Today you're going to hear many inspiring stories like these. Stories that demonstrate how the bioeconomy can transform our traditional production and consumption patterns. Stories that illustrate how we can use European research and innovation to optimise or create new production processes. Stories that show how bio-based solutions can be fully compatible with food security: enabling us to meet our ambitious renewable energy and CO2 reduction targets.

We can do so much more than simply produce, use and throw away.

It's wonderful to see that the Commission's hugely ambitious Investment Plan is already making tangible progress. The new European Fund for Strategic Investment is already having an impact: making new financing opportunities available to bioeconomy projects with high risk profiles; helping innovative projects get off the ground, while removing risk and uncertainty from private investors.

I am extremely pleased to see that Ilka Hamala from Metsa Fibre will be talking to you later today. Metsa received one of the first investments from the new European Fund for Strategic Investments. An investment to construct a next-generation bioproduct mill in Finland. It is expected to create some 6000 jobs during its construction phase and sustain another estimated 2500 jobs in the forestry sector upon completion. It is one of the largest industrial investments ever undertaken in Finland and Europe needs many more projects and investments like this one.

My vision for a European bioeconomy is one that: finds new commercial and competitive uses for our natural resources; develops innovative, resource-efficient industrial processes and leads to the creation of entirely new, environmentally sustainable markets.

Through the bioeconomy we can work together across Europe, and with our global partners, to prove that sustainability is the best business case of all!

My fellow Commissioners and I will be doing our part to ensure that there is coherence in EU policy across the board - from forestry and fisheries, to energy and climate change policies, to industrial and environmental policies. The Circular Economy package will be a natural first step, but our focus on the EU regulatory environment will continue.

Our European bioeconomy will benefit from EU policy support and public funding opportunities. It will progress through European research and innovation, but it can only grow, from a niche to a norm, with additional private investment. I would like to see not just one bioeconomy project financed by the European Fund for Strategic Investment. I would like to see a whole pipeline of projects!

Everyone has their part to play. This will require nothing less than the awakening of every part of society. A vibrant European bioeconomy must be designed by a diversity of people and organisations, like those of you represented here today. It must come from truly open science and open innovation and its success will be dependent on: the uptake of bioeconomy strategies in EU member states; regional Smart Specialisation Strategies; the right regulatory environment and on the long-term commitment and engagement of private investors, producers and consumers.

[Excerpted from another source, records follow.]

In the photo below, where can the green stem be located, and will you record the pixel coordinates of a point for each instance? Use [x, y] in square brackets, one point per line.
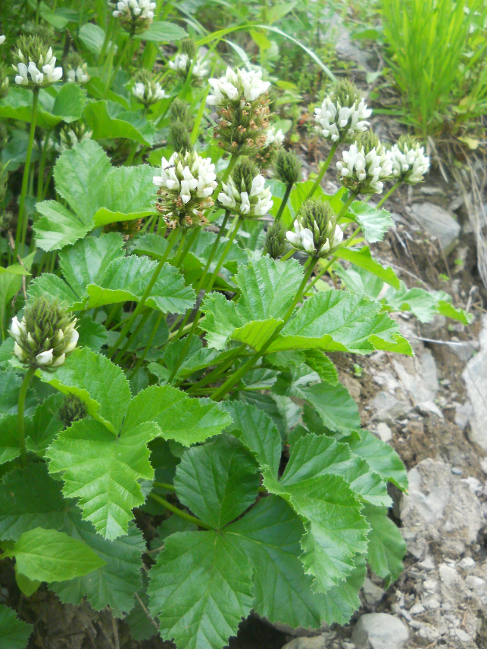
[20, 414]
[386, 196]
[150, 285]
[21, 227]
[284, 201]
[234, 378]
[323, 169]
[180, 512]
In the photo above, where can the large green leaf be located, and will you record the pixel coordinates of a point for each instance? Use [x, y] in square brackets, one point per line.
[14, 633]
[30, 498]
[113, 584]
[217, 481]
[200, 589]
[100, 384]
[126, 278]
[104, 471]
[257, 431]
[49, 555]
[180, 417]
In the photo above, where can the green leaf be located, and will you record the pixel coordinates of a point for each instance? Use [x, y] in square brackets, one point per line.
[257, 431]
[381, 457]
[180, 417]
[113, 584]
[364, 259]
[386, 545]
[126, 278]
[30, 498]
[48, 555]
[162, 32]
[108, 120]
[200, 589]
[104, 471]
[375, 222]
[217, 481]
[14, 633]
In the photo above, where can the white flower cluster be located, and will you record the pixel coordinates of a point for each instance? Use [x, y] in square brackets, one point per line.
[303, 239]
[49, 74]
[240, 86]
[256, 203]
[337, 122]
[274, 137]
[135, 9]
[409, 164]
[366, 171]
[182, 64]
[78, 75]
[70, 337]
[148, 93]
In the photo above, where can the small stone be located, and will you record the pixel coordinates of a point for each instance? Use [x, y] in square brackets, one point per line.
[380, 631]
[417, 609]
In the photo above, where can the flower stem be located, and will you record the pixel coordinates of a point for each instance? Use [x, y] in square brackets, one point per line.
[21, 227]
[20, 414]
[180, 512]
[234, 378]
[325, 166]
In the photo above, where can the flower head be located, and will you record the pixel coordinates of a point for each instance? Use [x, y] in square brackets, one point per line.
[45, 335]
[409, 163]
[342, 114]
[242, 104]
[135, 15]
[245, 193]
[315, 230]
[146, 90]
[186, 184]
[366, 165]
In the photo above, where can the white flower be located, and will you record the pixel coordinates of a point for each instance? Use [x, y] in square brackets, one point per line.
[240, 85]
[337, 122]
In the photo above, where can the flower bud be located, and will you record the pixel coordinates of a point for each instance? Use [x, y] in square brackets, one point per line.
[71, 410]
[242, 105]
[366, 165]
[288, 167]
[316, 231]
[275, 241]
[35, 63]
[342, 114]
[45, 335]
[409, 163]
[186, 185]
[245, 194]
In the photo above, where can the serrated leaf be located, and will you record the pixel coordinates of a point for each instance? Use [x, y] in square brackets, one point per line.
[104, 471]
[386, 544]
[200, 589]
[217, 481]
[100, 384]
[381, 457]
[257, 431]
[127, 278]
[375, 222]
[180, 417]
[30, 498]
[14, 633]
[113, 584]
[49, 555]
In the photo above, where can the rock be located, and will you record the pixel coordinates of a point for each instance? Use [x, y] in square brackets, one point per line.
[437, 222]
[475, 377]
[318, 642]
[384, 432]
[439, 507]
[372, 593]
[380, 631]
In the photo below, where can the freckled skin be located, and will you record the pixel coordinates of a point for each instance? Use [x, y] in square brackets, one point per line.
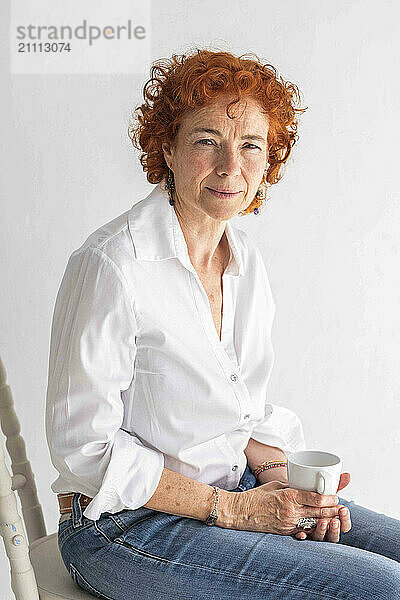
[222, 162]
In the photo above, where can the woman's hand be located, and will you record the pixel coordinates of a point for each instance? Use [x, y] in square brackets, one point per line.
[331, 532]
[276, 508]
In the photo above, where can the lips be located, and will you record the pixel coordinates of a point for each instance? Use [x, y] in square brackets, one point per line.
[223, 193]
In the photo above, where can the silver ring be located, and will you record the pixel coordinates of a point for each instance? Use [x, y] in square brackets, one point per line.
[307, 523]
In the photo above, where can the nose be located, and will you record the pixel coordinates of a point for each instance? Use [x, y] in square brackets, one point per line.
[228, 163]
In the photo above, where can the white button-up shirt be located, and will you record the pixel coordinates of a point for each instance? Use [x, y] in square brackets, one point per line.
[138, 378]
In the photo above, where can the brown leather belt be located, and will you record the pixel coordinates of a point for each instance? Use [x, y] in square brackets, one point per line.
[65, 501]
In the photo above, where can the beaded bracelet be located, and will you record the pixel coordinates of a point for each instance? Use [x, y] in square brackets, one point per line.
[213, 516]
[266, 465]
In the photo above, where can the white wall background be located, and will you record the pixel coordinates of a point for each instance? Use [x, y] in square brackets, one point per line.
[329, 235]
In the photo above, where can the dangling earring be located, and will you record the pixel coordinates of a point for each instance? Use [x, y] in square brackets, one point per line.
[261, 193]
[170, 187]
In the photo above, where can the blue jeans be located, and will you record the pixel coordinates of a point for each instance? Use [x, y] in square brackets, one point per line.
[152, 555]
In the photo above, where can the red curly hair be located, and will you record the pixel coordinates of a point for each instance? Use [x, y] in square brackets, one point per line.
[187, 81]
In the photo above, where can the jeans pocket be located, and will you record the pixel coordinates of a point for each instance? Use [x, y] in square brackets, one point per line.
[83, 583]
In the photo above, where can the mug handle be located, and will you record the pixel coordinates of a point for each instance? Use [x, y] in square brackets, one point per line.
[321, 484]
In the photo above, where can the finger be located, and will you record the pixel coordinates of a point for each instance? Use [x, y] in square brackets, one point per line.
[315, 499]
[333, 531]
[345, 520]
[319, 532]
[344, 480]
[319, 513]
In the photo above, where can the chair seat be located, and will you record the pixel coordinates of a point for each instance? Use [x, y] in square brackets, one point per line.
[53, 580]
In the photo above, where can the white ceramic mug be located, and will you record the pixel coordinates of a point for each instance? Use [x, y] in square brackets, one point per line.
[314, 471]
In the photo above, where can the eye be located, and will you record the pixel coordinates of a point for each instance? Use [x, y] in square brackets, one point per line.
[253, 146]
[204, 140]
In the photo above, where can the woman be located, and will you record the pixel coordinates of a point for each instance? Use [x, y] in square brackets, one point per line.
[160, 356]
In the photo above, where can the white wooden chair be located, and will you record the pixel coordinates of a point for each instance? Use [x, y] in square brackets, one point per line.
[36, 567]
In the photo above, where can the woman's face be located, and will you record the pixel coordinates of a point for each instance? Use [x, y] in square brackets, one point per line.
[213, 152]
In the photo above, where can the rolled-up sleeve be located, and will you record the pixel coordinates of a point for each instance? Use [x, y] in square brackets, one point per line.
[91, 361]
[281, 427]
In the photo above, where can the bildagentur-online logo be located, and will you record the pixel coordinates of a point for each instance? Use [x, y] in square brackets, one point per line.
[80, 32]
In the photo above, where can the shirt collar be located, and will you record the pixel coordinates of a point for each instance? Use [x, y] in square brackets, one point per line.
[156, 233]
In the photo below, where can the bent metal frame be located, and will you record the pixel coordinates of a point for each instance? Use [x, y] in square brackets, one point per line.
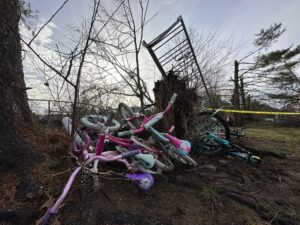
[172, 50]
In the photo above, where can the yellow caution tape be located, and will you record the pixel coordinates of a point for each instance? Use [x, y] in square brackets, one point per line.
[256, 112]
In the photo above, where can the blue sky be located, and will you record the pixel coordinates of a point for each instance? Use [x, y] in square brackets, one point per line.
[241, 18]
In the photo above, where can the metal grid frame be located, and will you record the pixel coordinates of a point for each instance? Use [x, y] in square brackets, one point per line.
[172, 50]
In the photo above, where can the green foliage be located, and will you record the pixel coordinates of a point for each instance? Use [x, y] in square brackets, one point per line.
[280, 69]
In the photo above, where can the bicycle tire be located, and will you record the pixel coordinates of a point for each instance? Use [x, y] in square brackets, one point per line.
[126, 112]
[213, 124]
[207, 122]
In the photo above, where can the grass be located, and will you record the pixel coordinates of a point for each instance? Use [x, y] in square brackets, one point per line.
[277, 139]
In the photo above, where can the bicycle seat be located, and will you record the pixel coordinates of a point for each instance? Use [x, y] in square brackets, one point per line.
[97, 122]
[144, 180]
[182, 146]
[146, 160]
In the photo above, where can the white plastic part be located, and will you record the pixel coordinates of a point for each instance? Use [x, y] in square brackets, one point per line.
[67, 123]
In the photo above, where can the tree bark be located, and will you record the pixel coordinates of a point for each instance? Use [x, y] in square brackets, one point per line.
[13, 97]
[183, 110]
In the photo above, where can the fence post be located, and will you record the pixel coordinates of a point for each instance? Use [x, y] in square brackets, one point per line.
[49, 110]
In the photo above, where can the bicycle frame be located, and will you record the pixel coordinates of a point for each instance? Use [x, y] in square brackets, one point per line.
[182, 147]
[92, 158]
[235, 151]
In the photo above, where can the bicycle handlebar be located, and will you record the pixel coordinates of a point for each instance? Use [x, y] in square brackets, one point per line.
[48, 218]
[130, 153]
[160, 115]
[125, 133]
[173, 98]
[109, 119]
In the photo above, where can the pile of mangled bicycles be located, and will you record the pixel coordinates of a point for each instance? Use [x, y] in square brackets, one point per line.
[142, 159]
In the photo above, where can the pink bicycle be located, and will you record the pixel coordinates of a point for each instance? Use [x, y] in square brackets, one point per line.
[174, 147]
[150, 159]
[144, 181]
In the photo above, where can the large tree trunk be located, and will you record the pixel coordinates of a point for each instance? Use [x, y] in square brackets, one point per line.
[15, 152]
[13, 98]
[183, 107]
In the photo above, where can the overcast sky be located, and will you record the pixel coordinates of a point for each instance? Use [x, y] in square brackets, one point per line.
[238, 18]
[243, 18]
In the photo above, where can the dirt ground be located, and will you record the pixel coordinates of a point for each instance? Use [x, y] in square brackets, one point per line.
[221, 190]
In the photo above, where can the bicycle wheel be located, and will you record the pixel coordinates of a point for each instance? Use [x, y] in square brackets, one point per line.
[207, 146]
[189, 161]
[161, 160]
[127, 113]
[207, 122]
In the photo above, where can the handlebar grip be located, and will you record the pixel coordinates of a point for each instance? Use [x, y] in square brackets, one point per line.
[109, 119]
[173, 99]
[130, 153]
[48, 218]
[125, 133]
[154, 120]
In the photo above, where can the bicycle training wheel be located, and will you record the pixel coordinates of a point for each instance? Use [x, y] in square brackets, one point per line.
[127, 113]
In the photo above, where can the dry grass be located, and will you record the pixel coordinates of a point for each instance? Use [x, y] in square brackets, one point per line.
[284, 140]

Ladies and gentlemen, I have organised this summit together with Commissioner Hogan, because we want to focus on what can be done to unlock further public and private sector investment and private investment in particular, is the surest way to build momentum on the epic road to realising our bioeconomy ambitions for Europe.

We are looking forward to hearing your practical proposals for very real and immediate progress. We're looking forward to working with you for a more sustainable, more prosperous future.

Trying something new on this scale takes great effort, but our efforts will be rewarded. I leave you with the words:

"If you always do what you always did, you'll always get what you always got."